Loveland spokesman Tom Hacker said the city clerk’s office did not mail out ballots to military or overseas addresses because “there is no requirement for that.”
While federal election law requires ballots to be mailed to service members, and state law requires the same for state and county elections, the law does not apply to city elections, said Rich Coolidge, spokesman for the Secretary of State.
The June 24 special election on Question 1 is being administered by the Loveland city clerk’s office.
B.J. Nikkel, campaign director for the Loveland Energy Action Project, which is opposing Question 1, called the omission of military voters unfortunate.
“Our men and women in uniform deserve all due respect and should be afforded every opportunity to exercise their opinions at the ballot box, even in a local election, because they serve our country preserving that right,” said Nikkel.
She noted that the election is “very much about energy independence, so of course the men and women from Loveland who serve in the Army, Navy, Air Force and Marines should be given every opportunity to have their say.”
Question 1 would impose a two-year moratorium on hydraulic fracturing in order for the city to “fully study” the process. The city council voted 5-4 to oppose the measure, which is also opposed by the Loveland Chamber of Commerce and the oil and gas industry.
The Loveland Reporter-Herald came out against Question 1 in a June 8 editorial headlined, “Moratorium is not merited in Loveland.”

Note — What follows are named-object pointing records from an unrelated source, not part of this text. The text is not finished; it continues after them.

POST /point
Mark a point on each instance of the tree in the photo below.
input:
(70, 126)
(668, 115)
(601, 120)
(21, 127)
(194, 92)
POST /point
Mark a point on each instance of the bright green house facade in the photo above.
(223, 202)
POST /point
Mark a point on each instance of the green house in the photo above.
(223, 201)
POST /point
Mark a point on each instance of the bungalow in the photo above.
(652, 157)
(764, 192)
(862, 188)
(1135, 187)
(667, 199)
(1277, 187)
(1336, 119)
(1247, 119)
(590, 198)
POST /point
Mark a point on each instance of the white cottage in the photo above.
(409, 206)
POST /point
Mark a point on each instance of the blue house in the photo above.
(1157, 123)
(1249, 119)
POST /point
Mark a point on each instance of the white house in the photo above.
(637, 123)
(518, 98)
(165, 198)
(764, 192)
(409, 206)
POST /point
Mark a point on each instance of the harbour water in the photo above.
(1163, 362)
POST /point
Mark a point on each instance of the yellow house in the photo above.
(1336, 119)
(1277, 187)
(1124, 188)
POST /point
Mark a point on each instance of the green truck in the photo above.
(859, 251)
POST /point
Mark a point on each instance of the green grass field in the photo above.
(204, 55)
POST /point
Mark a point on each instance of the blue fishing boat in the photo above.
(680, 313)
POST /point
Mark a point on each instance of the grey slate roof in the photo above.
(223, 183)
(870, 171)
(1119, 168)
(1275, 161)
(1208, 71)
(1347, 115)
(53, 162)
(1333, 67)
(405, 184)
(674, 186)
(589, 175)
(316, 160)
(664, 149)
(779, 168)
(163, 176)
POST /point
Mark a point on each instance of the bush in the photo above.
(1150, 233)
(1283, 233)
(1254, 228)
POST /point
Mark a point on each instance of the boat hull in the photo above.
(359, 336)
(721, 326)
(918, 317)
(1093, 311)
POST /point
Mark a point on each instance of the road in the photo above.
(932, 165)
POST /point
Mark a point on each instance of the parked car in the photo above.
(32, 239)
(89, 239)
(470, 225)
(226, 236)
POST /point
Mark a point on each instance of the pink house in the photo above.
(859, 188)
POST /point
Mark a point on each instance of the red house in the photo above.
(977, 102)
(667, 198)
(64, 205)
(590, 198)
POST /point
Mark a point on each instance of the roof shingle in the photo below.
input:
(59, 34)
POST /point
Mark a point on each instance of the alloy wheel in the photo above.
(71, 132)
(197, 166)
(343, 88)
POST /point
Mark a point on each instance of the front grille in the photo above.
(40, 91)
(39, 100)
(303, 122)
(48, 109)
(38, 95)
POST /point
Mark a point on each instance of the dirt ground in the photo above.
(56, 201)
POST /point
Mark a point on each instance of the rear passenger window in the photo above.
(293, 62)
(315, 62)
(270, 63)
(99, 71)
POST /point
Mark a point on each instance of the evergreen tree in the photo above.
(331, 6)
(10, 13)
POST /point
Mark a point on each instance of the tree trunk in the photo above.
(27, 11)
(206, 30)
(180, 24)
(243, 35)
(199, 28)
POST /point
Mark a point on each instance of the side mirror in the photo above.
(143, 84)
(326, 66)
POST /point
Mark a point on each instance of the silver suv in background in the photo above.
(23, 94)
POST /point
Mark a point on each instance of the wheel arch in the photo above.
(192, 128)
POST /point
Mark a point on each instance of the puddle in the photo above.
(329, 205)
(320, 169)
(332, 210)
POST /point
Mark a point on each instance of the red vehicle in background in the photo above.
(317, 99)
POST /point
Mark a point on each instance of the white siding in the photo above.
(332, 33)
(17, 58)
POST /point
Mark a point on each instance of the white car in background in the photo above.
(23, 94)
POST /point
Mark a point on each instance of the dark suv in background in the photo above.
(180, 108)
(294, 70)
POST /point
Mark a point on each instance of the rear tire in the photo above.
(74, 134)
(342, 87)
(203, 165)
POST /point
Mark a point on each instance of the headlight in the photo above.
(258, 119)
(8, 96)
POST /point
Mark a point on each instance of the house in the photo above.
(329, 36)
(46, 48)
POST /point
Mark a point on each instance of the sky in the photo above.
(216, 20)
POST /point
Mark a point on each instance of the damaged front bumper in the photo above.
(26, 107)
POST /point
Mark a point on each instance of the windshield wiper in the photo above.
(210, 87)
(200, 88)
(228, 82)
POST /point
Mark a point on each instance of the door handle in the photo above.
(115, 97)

Leading the campaign for Question 1 is Protect Our Loveland, a group of Loveland residents and area fracking activists backed by outside organizations such as Food and Water Watch.
The Loveland city clerk sent about 45,000 ballots to registered voters in the mail-in election. Of those, 3,000 have been returned as undeliverable, said Hacker.
He said he didn’t know how many military voters stationed overseas would have been otherwise eligible to vote in the election.